彼もまた疲弊しているのは明白。もしも怒気から来る脳内物質がなければ眠気で意識を失っていただろう。
「答えろよ、大隊長級の命令なら文句はねぇんだよ。こっちは……早く答えろ、口が潰れたか?」
「い、いえ……独、断……です」
消え入りそうな声音で返ってきたのは、ある意味では予想通りの暴走。
指の骨が鳴り、拳が何度か握り込まれる。
「おいスレイブ。気持ちが分からんとは言わんが、今はそれどころじゃない……あの様子じゃもう指揮系統は崩壊、いや、始めからそんなものはないのかもしれん」
唸り声を上げる少年を諫めるべく、狼牙が口を開く。
わざわざ奴隷まで担ぎ出しての交戦である。おそらく一部の過激派ドラゴニュートに王国民へ深い憎悪を覗かせる連中を焚きつけたのだろう。
当然、グゴ達に察知される訳にはいかない以上は迅速。否、拙速に。
狼牙からの指摘に納得しつつも、感情がついて来ないスレイブは舌打ちを一つ。それで視線を背後から正面へと移す。
「遊撃部隊大隊長スレイブの命令だ。おら、たかが数人にどんだけ被害を出す気だッ。さっさと退くぞッ!」
「ど、どうすんだ……?」
「どうするってスレイブの命令だぞ……聞くしかないだろ」
「て、撤退。撤退だァッ」
元々追い詰められていたためか、ドラゴニュート達は然したる抵抗を見せることもなく反転、バビロンへの帰路へ着く。
同調するは、一度は彼らの言葉に同調した奴隷達。
経歴から己の価値を低く見積もりがちな面々も、無意味な討ち死にを望む訳ではない。最早百対一の交換すらも望めないとなれば、退却に同調するのも当然の話。

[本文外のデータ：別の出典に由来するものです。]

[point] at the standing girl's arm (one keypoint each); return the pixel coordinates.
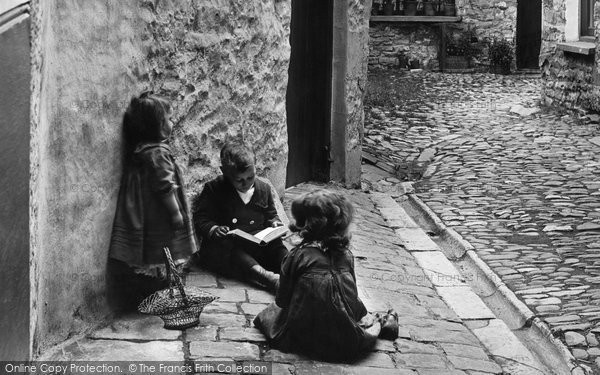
(163, 170)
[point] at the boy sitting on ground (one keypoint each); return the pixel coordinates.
(237, 200)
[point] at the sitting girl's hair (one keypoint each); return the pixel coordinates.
(237, 156)
(146, 119)
(323, 216)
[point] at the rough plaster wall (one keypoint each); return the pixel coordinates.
(224, 65)
(569, 80)
(34, 162)
(356, 80)
(89, 48)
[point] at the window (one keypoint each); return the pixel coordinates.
(587, 19)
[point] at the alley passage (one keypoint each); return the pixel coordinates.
(520, 183)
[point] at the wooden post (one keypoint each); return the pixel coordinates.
(442, 47)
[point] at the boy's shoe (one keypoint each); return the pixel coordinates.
(389, 326)
(265, 278)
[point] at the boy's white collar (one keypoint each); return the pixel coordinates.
(247, 195)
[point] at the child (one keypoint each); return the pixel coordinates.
(317, 310)
(237, 200)
(152, 211)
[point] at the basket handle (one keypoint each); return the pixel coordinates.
(174, 277)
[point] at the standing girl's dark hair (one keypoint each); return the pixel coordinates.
(323, 216)
(146, 120)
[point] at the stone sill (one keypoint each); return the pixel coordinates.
(582, 48)
(429, 19)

顔を見合わせ、数度頷き合えば同じ牢屋で釜の飯を食べた仲。最低限の意思疎通は叶う。
そして、劣勢の敵を見逃す者はそういない。
「逃がすと思ってるのか、よ!」
大気を震わす乾いた破裂音が炸裂。
照準は僅かなブレもなく背を向ける逃亡兵へと注がれ、白銀の盾に遮られる。
「逃がせる、とは思ってるが?」
「ほぉ、それは随分な自信なこって!」
「狼牙ッ!」
地を蹴り、樹皮を砕き、そして宙を駆ける。
その尽くがフェイルノートの射線から味方を守る一助となり、弾丸と同数の跳弾を引き起こす。

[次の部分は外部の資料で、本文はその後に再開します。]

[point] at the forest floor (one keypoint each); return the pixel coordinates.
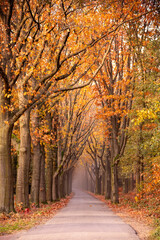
(142, 217)
(24, 219)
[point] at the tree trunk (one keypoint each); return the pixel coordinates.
(55, 188)
(49, 158)
(6, 178)
(22, 185)
(36, 174)
(49, 173)
(36, 162)
(42, 194)
(108, 179)
(114, 177)
(125, 185)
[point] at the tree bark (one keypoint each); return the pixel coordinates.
(6, 178)
(107, 179)
(42, 193)
(22, 185)
(36, 164)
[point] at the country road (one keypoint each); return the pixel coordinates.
(84, 218)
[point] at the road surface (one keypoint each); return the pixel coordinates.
(84, 218)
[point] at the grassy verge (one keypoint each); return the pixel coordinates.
(27, 218)
(144, 211)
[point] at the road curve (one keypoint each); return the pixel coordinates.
(84, 218)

黄金色の薬莢が陽光を反射し、地面を叩く度にバーディストの表情に焦燥の色が滲んだ。
「チッ、
バーディストの紡ぐ言葉にフェイルノートの銃口が俄かに輝く。
深淵を覗く闇が妖しき紫に輝き、軌跡の彩りすらも大きく変化させる。
「なんだ、これはッ?」
「チッ。そういやあったな、そんな手も!」
「ギャッ!」
本来直進すべき弾丸の軌跡が、あり得ざる紫光の弧を描く。
通常ならば直撃すべき樹木を避け、地面を滑る軌道から急遽浮上し、そして瑞々しい若葉を貫く。更に追加された弾丸こそガラハドで遮るものの、曲射分まで防ぐことは叶わず。
血染めの花が森林地帯を朱に彩る。
徒に戦力を消耗することを望むつもりはなく、スレイブは奥歯を噛みしめた。
だが、追撃の手を緩める奥の手を今のスレイブは有している。
「ハッ。残党狩りなんかしてる場合かよ!」
「何のことだッ?」
「そりゃ王国から離れてたら知らねぇよなぁッ。何せお前らの団長、は……
団、ちょ……は……!」
続くべき言葉は、カエルが潰れたにも等しい音となりて意味を持たない。
歯車旅団の面々を止めるにはこれ以上なく有効な手札であり、いずれ知られるならば今伝えて動揺を与えるのが最善。
にも関わらず、スレイブは目から涙を流すばかりで音に意味を与えられない。
まるで見捨てられた盾役の嗚咽を、後悔を代わりに伝えるが如く。あるいは彼の現実逃避──長の死の否定を助長するが如く。
「スレイブ?」
「ク、ソが……声、が、マトモに……!」
言え、早く言葉に出せ。
窮地を脱するにはそれが確実。
他の手札など信用に足るとは言い難い。
早く。
早く早く。
早く早く早く!
『期待しているぞ……私の部下』
「──ッ!」
極限状態の中、咄嗟に脳裏をよぎったのはいつかムクロドウジから送られた言葉。
スレイとしてではなく、混血体として転生したスレイブの上司。
両者を分かつ決定的な差異が、少年の肺へ大きく空気を取り込ませた。
続く言葉に、亡霊としての念は一切介在しない。